The 37-year-old said: "I've seen many British players come over to MLS. I was one of the first in 2007 two weeks before David Beckham and I've stuck around and seen players come and go.
"I've been offered 25 players for the Whitecaps currently in the Premier League. That shows the growth of this club and league. The history of the club is frightening but we have to develop. I have 20,000 fans watching us every week so I know there is interest in soccer.
"The MLS is one of the fastest growing leagues. It's touching on an excitement where it's set to boil and go over. There are more international players coming and in 10 years it will be massive."
The European leagues remain streets ahead of MLS in terms of global popularity, TV revenue and attracting players, but the Americans are learning and learning fast by drawing on the experience of its competitors. Courtemanche calls it "discussing best practices".
Link-ups with Germany's Bundesliga, club academy directors refining teaching methods at the French Federation and greater partnerships in South America are all helping. It seems though that the Premier League is adopting a huge role by exporting more than just playing talent.
American Phil Rawlins has just left the Stoke City board to spend more time at their sister club in Orlando (managed by ex-Potter Adrian Heath), the Abu Dhabi-based owners of Manchester City have linked up with New York Yankees to form NY City, while Arsenal chief Stan Kroenke, who already owns Colorado Rapids, is reportedly keen on creating a new American sister team called the LA Gunners.
Courtemanche added: "We know we are the new kids on the block and we will learn as much as we can from the most successful leagues in the world. We are smart enough.
"We look at all of the world's leagues and meet regularly with them. We had Premier League chief executive Richard Scudamore in our offices recently. We are clearly going to find great insights to the Premier League and take away key learnings for MLS to implement.
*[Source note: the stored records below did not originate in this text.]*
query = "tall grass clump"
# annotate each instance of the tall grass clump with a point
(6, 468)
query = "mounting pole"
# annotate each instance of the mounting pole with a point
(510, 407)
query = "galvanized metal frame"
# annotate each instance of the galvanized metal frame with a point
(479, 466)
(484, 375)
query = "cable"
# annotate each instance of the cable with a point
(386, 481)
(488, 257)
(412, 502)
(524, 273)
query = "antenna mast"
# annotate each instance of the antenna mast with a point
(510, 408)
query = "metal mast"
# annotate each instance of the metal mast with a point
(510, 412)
"We are extremely fortunate to have the owners of Man City and Arsenal involved in MLS, along with Jason Kreis, NY City FC head coach. Jason's team don't play for another year and he's living in Manchester for six months, observing training sessions and the club's approach across the board to increase his ability to produce a team of high calibre.
"It's a fine example of how we are utilising some of the insights of English football. But football is the world's game. It's truly global and as we increase MLS in North America and bring in more world class talent we believe we will grow our relevance and demand through Asia, Europe and South America.
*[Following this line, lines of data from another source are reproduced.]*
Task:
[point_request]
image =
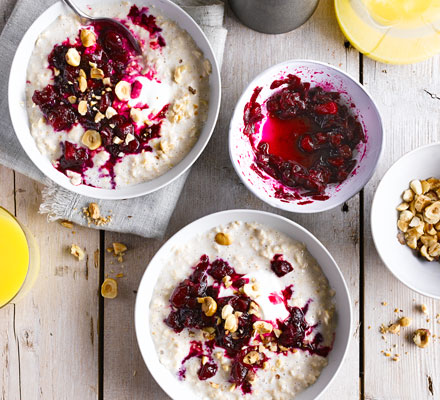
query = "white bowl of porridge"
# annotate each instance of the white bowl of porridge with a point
(103, 121)
(243, 304)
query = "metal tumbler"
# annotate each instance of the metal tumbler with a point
(273, 16)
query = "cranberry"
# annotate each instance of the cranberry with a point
(73, 156)
(220, 269)
(113, 42)
(207, 371)
(61, 118)
(279, 266)
(306, 144)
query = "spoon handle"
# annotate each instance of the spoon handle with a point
(76, 10)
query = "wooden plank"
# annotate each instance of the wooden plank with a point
(411, 119)
(247, 54)
(56, 323)
(9, 353)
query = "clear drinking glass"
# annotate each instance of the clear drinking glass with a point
(19, 259)
(391, 31)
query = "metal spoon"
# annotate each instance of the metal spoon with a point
(116, 25)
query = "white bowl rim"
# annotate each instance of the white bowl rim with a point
(374, 204)
(249, 212)
(115, 194)
(287, 206)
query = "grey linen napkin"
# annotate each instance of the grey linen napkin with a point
(147, 215)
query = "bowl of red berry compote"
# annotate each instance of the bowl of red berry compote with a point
(243, 304)
(103, 120)
(305, 136)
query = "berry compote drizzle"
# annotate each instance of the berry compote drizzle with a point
(113, 55)
(186, 312)
(307, 139)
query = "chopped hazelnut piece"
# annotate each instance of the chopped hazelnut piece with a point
(251, 357)
(231, 323)
(227, 310)
(209, 306)
(91, 139)
(97, 73)
(109, 288)
(262, 327)
(77, 252)
(223, 239)
(73, 58)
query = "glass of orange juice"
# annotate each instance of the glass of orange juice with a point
(19, 259)
(391, 31)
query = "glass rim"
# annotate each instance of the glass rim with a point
(29, 262)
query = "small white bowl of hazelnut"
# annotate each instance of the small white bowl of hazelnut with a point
(405, 220)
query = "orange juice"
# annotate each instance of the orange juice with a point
(392, 31)
(14, 257)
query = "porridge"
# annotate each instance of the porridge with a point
(105, 116)
(244, 311)
(302, 136)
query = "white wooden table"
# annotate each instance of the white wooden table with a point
(64, 341)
"Our league has been running for 19 seasons. We do need to see multiple players coming out of the youth academies, but we've still invested in talent with our designated player rule and we have arguably one of the most resourceful, diverse and international ownership groups in global sport.
"Our goal of being one of the world's top leagues by 2022 is still our main focus. We've made tremendous strides and we're extremely realistic. We believe we are well on our way."
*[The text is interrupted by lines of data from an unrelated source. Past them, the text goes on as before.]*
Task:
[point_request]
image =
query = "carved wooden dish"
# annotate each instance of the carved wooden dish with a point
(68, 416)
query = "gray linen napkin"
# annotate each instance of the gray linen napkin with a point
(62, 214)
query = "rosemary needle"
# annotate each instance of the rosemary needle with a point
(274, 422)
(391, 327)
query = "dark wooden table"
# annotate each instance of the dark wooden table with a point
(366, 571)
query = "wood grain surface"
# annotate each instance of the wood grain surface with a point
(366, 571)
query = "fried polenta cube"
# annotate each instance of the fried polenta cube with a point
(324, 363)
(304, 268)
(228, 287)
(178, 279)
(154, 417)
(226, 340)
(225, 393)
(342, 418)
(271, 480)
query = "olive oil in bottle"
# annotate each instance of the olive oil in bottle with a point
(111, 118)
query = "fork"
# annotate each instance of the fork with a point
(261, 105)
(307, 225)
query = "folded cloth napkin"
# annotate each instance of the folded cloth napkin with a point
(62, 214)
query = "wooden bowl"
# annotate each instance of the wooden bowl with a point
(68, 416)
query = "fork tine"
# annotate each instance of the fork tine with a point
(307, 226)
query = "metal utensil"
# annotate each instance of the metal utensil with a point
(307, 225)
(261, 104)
While Courtemanche thinks the south east of America is key to growth, journalist Bob Mackin, who has covered Canadian sport and its politics since 1990, believes MLS fortunes lie on the west coast, from Vancouver down to Portland and Seattle. Seattle Sounders are the best supported MLS team with an average last season of 44,038 which would rank second in Major League Baseball and sixth in the Premier League just behind Liverpool.
Mackin said: "MLS needs to create more regional rivalries to lift revenues and TV audiences. It's a wildcard, but a strong showing by the American World Cup team in Brazil this year - quarter or even semi-final - would be a big boost to the game here.
"The MLS isn't going to go the way of the NASL. This time it has a chance to be more than a niche product in the North American sports spectrum because of the sheer numbers of people now playing."